4028 Der Werdegang eines Wüstlings
13:01. Ich sitze vorm goldenen Acker der Asta Gröting (*1961) in der Albertina modern, aber irgendwie – ich weiß nicht wie – unbequem. Der Acker ist ein Abguss eines realen Ackerstücks und beeindruckt mich irgendwie – wie weiß ich nicht – wie er so an der Wand hängt. Das 24-Karat-Gold auf Epoxidharz überstrahlt alles. Das entnehme ich dem Begleittext an der Wand. Ja, dort steht auch, dass das Stück so wie zu einer Sonne wird. Das kann ich nur unterschreiben! (Peter Rumpf eh). Diese schönen Risse und Schrunden im Material, die Wülste und Furchen und Ballen, Klumpen und Löcher. Bewegt und starr gleichzeitig. Wer war schnell der griechische König, dem alles, was er berührt, zu Gold wurde? Verdammt! Wo sind die Namen abgespeichert! Eine junge Frau in schwarzem Pulli macht sich gut vor der goldenen Schollen-Sonne. Midas! Er ist mir eingefallen, gerade als ich ihn googeln wollte; so konnte ich gleich mit Namen googeln (habe meinem Gedächtnis mit der Googledrohung auf die Sprünge geholfen). Midas! Ja, Midas. Wie das? Mir das!
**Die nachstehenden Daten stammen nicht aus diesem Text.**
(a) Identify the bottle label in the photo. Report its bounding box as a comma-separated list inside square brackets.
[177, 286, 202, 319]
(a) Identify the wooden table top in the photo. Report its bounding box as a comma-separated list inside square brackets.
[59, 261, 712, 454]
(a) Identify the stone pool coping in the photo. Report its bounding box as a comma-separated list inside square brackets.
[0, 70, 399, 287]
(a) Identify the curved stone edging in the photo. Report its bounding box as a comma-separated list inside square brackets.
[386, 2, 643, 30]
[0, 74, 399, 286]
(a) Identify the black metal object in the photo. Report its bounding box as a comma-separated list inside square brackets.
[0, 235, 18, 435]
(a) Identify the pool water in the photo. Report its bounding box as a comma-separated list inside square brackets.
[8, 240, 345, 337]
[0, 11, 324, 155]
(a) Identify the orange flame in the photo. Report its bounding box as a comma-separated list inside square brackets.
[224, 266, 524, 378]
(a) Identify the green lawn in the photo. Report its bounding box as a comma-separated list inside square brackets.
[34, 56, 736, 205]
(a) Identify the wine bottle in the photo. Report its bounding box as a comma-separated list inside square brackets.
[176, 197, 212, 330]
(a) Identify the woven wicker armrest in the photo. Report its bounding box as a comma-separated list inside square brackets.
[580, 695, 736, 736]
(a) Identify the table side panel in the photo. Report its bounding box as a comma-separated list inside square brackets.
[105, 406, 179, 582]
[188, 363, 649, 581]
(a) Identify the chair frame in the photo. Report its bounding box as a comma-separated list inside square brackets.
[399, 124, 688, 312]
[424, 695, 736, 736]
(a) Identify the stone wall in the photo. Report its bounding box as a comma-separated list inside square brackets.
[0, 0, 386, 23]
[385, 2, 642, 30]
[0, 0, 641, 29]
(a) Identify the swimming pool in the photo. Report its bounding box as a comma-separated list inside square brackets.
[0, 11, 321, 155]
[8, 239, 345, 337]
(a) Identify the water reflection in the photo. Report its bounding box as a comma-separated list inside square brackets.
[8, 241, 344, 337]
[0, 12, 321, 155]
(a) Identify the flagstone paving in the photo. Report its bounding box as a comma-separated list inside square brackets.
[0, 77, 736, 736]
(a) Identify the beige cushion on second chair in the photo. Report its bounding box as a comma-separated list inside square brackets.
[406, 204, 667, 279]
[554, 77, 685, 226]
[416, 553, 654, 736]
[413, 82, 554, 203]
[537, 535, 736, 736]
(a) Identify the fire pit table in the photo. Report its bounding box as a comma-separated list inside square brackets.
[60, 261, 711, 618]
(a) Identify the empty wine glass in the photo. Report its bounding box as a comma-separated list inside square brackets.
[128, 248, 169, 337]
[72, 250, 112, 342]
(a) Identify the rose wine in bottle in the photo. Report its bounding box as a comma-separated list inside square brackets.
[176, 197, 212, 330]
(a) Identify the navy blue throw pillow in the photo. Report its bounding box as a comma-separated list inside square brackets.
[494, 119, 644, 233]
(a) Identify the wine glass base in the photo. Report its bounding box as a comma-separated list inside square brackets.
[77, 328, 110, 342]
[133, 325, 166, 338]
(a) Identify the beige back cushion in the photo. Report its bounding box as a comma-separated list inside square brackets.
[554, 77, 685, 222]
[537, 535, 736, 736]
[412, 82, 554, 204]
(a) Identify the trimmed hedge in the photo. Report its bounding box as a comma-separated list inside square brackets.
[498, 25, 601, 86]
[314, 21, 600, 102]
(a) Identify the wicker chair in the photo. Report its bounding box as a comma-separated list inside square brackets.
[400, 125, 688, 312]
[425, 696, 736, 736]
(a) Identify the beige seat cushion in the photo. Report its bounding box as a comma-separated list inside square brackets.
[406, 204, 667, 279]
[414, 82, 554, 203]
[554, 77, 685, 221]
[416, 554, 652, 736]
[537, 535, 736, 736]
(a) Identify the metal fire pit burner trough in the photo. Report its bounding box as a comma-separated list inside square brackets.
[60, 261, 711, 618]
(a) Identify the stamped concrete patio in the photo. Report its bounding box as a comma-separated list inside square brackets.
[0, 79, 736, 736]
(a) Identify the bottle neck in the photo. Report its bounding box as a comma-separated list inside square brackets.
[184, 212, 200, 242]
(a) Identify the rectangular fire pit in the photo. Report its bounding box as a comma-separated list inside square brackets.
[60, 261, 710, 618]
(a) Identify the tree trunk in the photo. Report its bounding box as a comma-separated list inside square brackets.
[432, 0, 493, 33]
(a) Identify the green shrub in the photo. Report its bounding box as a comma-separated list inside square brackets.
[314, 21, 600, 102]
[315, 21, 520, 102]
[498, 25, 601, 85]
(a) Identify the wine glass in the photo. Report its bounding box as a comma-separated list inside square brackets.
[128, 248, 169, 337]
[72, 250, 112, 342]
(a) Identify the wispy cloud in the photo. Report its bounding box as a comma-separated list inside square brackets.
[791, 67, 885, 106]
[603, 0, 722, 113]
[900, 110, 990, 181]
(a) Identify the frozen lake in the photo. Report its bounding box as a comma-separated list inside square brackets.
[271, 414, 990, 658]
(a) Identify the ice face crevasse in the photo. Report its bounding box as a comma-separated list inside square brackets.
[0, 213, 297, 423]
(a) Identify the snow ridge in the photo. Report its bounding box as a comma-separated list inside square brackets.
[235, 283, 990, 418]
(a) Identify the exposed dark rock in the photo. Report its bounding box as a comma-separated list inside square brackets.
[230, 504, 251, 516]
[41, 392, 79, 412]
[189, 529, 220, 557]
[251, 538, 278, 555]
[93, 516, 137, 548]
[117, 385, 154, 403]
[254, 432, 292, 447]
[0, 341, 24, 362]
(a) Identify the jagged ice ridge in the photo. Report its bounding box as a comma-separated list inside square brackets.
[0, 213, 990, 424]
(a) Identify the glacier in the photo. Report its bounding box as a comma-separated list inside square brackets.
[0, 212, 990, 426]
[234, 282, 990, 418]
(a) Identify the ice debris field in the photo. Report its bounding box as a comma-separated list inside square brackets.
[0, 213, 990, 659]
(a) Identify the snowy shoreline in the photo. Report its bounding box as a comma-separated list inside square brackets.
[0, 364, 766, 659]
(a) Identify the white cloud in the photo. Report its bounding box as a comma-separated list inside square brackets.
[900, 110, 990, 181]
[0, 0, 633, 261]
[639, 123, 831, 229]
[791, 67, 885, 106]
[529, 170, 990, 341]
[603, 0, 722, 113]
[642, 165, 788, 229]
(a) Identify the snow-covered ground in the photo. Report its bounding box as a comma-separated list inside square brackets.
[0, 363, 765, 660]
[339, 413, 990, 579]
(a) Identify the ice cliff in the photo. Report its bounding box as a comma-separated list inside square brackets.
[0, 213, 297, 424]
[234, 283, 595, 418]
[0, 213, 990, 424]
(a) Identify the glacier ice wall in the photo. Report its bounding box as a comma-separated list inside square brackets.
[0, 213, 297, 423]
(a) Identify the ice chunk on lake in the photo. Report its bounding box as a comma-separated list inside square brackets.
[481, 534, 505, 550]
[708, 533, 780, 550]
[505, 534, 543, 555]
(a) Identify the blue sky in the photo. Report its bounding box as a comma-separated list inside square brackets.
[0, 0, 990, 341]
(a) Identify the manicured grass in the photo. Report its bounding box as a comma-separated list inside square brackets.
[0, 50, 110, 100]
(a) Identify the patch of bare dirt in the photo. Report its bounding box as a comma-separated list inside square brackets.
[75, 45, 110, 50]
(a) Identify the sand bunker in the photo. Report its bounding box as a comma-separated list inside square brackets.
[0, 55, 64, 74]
Jetzt sitze ich vor ein paar Baselitzen, den unheimlichen Immendorff nur ein, zwei Meter hinter mir im Rücken, wo es auch viel zu schauen gäbe, aber dazu bin ich noch nicht bereit, wiewohl die Bank für den Immendorff dazustehen scheint. Mir ist aber die weite Distanz zu den Baselisk- … äh Baselitzen schon recht. So ganz fahre ich da auch nicht ab, obwohl sie mir in meinen Augen in ihrem malerischen Duktus angenehmer sind. Sei es wie es sei, ich drehe mich jetzt zum Immendorff um, weil ich beim Hergehen im Bild einen schön gemalten Weiberarsch gesehen habe. Ich habe schon ein schlechtes Gewissen, dass ich mich so leicht verführen lasse. Aber jetzt drehe ich mich auf der Bank um. (Das gibt es nicht: er hat im Museum immer Immenhoff gelesen und notiert, als würde er den nicht kennen! Was ist mit seinem Gedächtnis los? - der Tipper.)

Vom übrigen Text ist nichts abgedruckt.